Security Policy

Best practices to follow

At SkorLife, we always prioritize your security. To ensure maximum protection, we have prepared a simple list of security measures that you can follow :

• Never disclose your personal banking details such as card number, CVV, PIN, or OTP through any medium, including phone calls, SMS, WhatsApp, or email. We will never ask you for any of the sensitive information mentioned above.
• We will also never contact you to request any payment transactions through the app or ask you to install remote access software such as TeamViewer, AnyDesk, etc. Do not respond to such emails, SMS messages, WhatsApp or phone calls.

Privacy Practices

We do not sell your personal information or share it with unaffiliated third parties for their advertising or marketing purposes without your written consent.

Please refer to our Privacy Policy for more information.

Data Security

We implement environment segregation and separation of duties, along with strict role-based access controls based on documented, authorized, and necessary use requirements.

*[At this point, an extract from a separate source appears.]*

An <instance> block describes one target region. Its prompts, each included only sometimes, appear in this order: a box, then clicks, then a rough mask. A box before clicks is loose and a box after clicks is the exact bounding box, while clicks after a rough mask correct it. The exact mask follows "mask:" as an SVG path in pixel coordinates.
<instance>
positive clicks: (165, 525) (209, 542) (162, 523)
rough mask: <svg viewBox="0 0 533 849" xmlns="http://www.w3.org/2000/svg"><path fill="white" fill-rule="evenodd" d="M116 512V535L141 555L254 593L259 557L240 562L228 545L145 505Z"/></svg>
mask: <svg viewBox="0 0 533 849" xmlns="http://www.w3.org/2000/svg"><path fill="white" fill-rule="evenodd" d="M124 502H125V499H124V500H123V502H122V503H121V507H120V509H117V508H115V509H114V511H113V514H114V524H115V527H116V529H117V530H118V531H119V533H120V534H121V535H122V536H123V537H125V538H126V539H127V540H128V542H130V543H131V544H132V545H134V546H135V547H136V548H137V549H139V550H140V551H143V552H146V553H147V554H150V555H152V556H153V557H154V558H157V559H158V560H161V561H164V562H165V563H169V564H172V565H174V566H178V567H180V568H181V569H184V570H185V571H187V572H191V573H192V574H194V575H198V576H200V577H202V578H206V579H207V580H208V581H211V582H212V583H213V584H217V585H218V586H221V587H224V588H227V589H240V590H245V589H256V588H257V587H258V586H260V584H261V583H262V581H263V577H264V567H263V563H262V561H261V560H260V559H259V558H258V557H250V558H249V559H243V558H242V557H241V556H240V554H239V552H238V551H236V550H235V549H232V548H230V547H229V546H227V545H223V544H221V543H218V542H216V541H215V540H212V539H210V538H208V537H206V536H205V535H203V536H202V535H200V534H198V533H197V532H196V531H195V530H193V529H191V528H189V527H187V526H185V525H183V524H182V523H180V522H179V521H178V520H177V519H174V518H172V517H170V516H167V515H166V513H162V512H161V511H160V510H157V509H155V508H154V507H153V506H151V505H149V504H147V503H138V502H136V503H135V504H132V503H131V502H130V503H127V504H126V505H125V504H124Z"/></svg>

We utilize key management services to restrict access to data exclusively to authorized teams.

Stored data is protected through encryption at rest, while sensitive data is further safeguarded with layered application-level encryption.

To ensure data reliability, we employ several methods: data replication for resilience, snapshotting for durability, and regular backup and recovery testing..

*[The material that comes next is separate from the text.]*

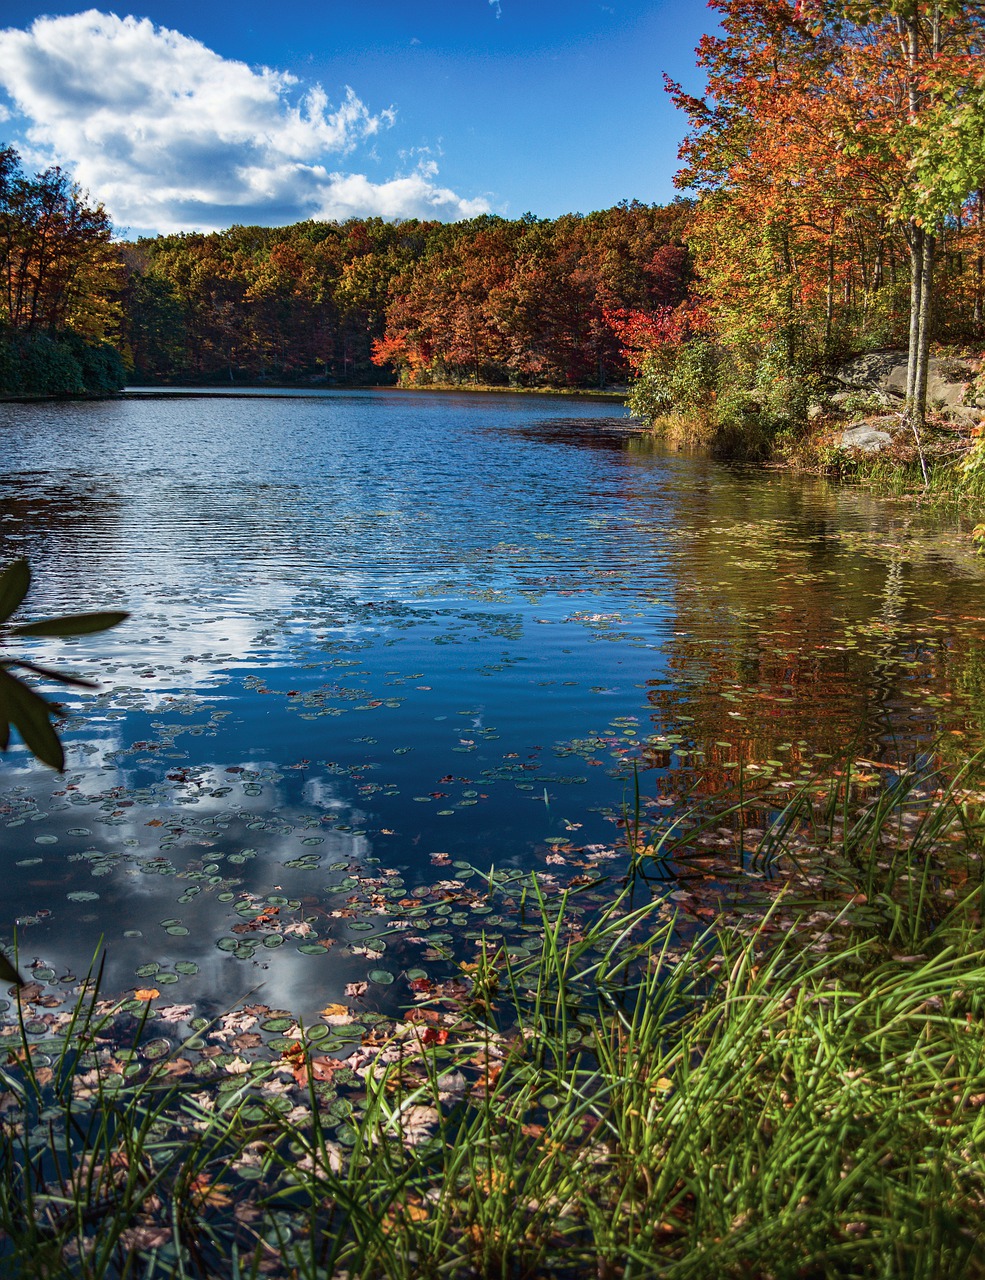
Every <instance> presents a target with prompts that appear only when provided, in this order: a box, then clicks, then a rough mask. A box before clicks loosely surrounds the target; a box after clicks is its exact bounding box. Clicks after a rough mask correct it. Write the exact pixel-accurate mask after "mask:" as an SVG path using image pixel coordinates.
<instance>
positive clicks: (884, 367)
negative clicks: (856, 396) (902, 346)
mask: <svg viewBox="0 0 985 1280" xmlns="http://www.w3.org/2000/svg"><path fill="white" fill-rule="evenodd" d="M980 369H981V361H980V360H971V358H966V357H961V358H957V357H953V356H940V357H936V356H935V357H933V358H931V361H930V367H929V376H927V404H929V406H930V407H931V408H935V410H938V411H942V412H944V413H945V415H952V413H954V415H956V417H958V419H962V417H965V416H966V411H968V412H970V413H972V415H975V417H976V419H979V417H981V408H980V407H979V406H976V404H975V403H973V381H975V378H976V376H977V374H979V371H980ZM831 378H833V381H834V383H837V385H838V388H839V389H838V390H837V392H835V393H834V394H833V396H831V397H830V398H831V401H834V402H835V403H838V402H842V403H844V401H846V399H848V397H849V396H851V394H852V392H855V393H858V392H862V393H866V392H869V393H871V394H874V396H876V397H880V398H883V399H884V401H886V402H895V403H902V401H903V398H904V397H906V378H907V353H906V352H904V351H872V352H869V353H867V355H865V356H856V357H855V358H853V360H849V361H847V362H846V364H844V365H840V366H839V367H838V369H835V370H834V372H833V374H831Z"/></svg>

Incident and Change Management

We have established a mature Change Management process that enables us to reliably and securely release thoroughly tested features, ensuring you can enjoy the SkorLife experience with maximum assurance.

We take an aggressive approach to Incident Management during system downtimes and security events, supported by our Network Operations Center and Information Security Management System, which promptly respond to, recover from, or escalate any incidents arising from planned or unplanned changes.

Vulnerability Assessment and Penetration Testing

We have an internal network security team that utilizes industry-leading products to conduct both manual and automated Vulnerability Assessment and Penetration Testing (VA/PT) activities.

We implement Static Application Security Testing (SAST) and Dynamic Application Security Testing (DAST), which are integrated into our Continuous Integration/Continuous Deployment (CI/CD) pipeline.

Additionally, we engage CERT-IN certified auditors to perform regular external security testing and audits.

Standards and Certifications

SkorLife is certified in ISO 27001:2022 and has implemented the necessary Information Security Management System (ISMS) policies and procedures to uphold industry-standard best practices and applicable controls.

Responsible Disclosure

At SkorLife, we are committed to safeguarding our customers' data and privacy.

We integrate security at every stage of our product development using advanced technologies to ensure our systems maintain robust security measures.

Our comprehensive data security and privacy design enables us to protect our systems against everything from minor issues to sophisticated attacks.